Постепенно Балави начал различать лица следователей. Старший офицер, которого заключенные прозвали
Под руководством Бурджака трудится несколько специалистов по антитеррору из «Рыцарей истины». Это подразделение считается элитой Мухабарата — отчасти благодаря тому, что его офицеры тесно общаются с разведками других стран, но также и по причине разнообразия их умений: они могут всё — вести слежку и телефонный перехват, организовывать аресты и допрашивать задержанных. Приказы отдавали Бурджак и его заместитель по имени Хабис. Из общей массы выделялся еще один офицер — кареглазый корпулентный капитан, присутствовавший во время ареста.
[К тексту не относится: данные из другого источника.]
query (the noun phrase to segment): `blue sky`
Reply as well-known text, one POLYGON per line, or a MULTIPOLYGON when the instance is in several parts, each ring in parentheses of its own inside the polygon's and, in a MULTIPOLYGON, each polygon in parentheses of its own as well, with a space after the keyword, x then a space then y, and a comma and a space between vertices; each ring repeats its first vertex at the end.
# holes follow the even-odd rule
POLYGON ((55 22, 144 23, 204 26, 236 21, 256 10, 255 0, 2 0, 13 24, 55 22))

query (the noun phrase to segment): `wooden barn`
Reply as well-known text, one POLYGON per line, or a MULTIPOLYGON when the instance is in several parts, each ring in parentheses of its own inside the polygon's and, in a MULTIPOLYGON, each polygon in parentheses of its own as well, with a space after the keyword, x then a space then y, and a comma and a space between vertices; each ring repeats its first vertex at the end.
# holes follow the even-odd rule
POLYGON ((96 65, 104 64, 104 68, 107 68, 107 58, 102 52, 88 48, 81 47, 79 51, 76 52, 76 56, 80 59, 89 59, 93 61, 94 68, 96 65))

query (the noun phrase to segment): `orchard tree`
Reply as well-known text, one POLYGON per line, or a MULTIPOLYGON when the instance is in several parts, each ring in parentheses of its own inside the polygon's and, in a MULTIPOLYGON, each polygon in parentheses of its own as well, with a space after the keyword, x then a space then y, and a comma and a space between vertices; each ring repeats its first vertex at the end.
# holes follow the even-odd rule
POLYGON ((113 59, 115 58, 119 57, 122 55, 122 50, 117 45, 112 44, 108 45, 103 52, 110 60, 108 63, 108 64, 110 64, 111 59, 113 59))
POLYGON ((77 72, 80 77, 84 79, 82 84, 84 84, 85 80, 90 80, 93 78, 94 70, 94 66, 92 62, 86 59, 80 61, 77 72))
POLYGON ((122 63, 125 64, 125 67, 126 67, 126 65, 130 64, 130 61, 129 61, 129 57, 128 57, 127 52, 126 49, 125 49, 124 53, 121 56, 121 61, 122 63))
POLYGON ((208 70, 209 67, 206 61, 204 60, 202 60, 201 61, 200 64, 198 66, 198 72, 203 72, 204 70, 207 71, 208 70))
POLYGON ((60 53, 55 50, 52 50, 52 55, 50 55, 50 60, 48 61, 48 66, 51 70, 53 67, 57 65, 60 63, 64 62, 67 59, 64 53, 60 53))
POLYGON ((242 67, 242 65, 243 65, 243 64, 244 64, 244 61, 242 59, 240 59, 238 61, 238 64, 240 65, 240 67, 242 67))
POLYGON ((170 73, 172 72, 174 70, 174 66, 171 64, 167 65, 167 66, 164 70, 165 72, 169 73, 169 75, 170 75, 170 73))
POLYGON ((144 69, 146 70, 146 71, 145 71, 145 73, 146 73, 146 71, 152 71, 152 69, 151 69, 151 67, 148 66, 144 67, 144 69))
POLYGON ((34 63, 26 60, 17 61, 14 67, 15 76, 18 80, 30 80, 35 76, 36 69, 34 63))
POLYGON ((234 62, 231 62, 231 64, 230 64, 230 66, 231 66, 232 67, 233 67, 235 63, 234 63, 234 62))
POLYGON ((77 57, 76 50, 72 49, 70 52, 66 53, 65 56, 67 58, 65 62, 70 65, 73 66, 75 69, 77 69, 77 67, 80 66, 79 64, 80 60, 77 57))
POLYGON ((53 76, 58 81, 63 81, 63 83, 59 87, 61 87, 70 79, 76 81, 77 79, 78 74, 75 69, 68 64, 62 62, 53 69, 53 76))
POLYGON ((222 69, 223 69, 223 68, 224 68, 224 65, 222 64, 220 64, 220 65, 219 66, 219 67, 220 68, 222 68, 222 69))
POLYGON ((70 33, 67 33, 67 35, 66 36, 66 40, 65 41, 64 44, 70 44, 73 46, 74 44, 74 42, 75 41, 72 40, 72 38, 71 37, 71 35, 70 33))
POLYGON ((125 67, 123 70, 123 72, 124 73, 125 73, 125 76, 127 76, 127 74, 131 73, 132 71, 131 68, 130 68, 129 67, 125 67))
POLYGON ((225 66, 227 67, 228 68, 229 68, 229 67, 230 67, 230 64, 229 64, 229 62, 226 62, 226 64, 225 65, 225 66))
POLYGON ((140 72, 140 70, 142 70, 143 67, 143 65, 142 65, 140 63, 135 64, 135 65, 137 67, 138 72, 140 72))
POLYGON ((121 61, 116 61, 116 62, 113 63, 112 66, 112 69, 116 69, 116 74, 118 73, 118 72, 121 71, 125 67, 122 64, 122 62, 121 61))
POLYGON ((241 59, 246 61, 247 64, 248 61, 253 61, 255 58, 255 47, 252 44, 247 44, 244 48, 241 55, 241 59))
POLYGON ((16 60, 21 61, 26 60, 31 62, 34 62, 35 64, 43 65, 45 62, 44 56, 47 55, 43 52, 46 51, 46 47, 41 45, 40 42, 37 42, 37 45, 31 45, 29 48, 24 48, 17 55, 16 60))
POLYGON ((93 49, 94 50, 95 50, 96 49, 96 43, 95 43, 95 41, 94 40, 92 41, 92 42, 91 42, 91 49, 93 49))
Не такой крикливый и грубый как некоторые другие, в своей среде он, очевидно, пользовался особым уважением, на каковое вряд ли может рассчитывать обычный носитель капитанских погон. Коллеги называли этого офицера шариф Али.
Когда у следователей Мухабарата вопросы кончились, Балави увели обратно в камеру. Здание тюрьмы было новым, камеры чистые, но крошечные — два с половиной метра в длину и чуть больше полутора в ширину, а вся обстановка — койка с одеялом, полупрозрачное окошко (якобы зеркало) плюс металлическая раковина да унитаз. На голову опять надели колпак, толстая стальная дверь с громом закрылась, и Балави остался один в кромешной тьме. Ощупью добрался до койки, сел и стал ждать.
Минута за минутой прошел час. А может, два? Когда у тебя голова в темном коконе, чувство времени теряешь напрочь.
Надевание на голову колпака — стандартная процедура: таким способом Балави делали сговорчивее, подготавливая к долгой череде допросов, перемежающихся сидением в одиночестве. То, что он испытал до сих пор, только начало. Почти всем задержанным завязывают глаза или как-либо еще лишают возможности видеть, после чего держат в таком состоянии иногда по несколько дней кряду. Ничего не видя, да и слыша из-за толстой двери камеры лишь неясные приглушенные звуки, они быстро теряют ориентацию во времени и пространстве. У добровольцев, поставленных в похожие условия во время медицинских экспериментов, галлюцинации начинались через каких-нибудь пятнадцать минут. Оставленные в таком состоянии на более длительный срок, они испытывали беспричинную тревогу, чувство беспомощности и подавленность. В одном из подобных опытов британские ученые обнаружили, что, если человека продержать в таких условиях сорок восемь часов, у него появятся любые внушаемые ему симптомы. Комфортная сухая комната вдруг может стать морозильной камерой или наполниться водой, или начнет кишеть живыми змеями.
Чтобы сознание не уплывало, Балави пытался читать молитвы. Но, как он сам признавал позднее, его поминутно пронзал страх: что с ним сделают и когда именно. Бить будут наверняка, а может, чего и похуже. Хватит ли мужества выдержать? Не сломается ли он, не начнет ли выдавать имена связников? Что, если начнут угрожать замучить жену или дочек? А если за отца возьмутся? Балави ждал, прислушиваясь к каждому шороху — к шагам, звяканью ключей, постукиванию дубинкой о шлакобетонную стену: это охранники прохаживаются по коридору.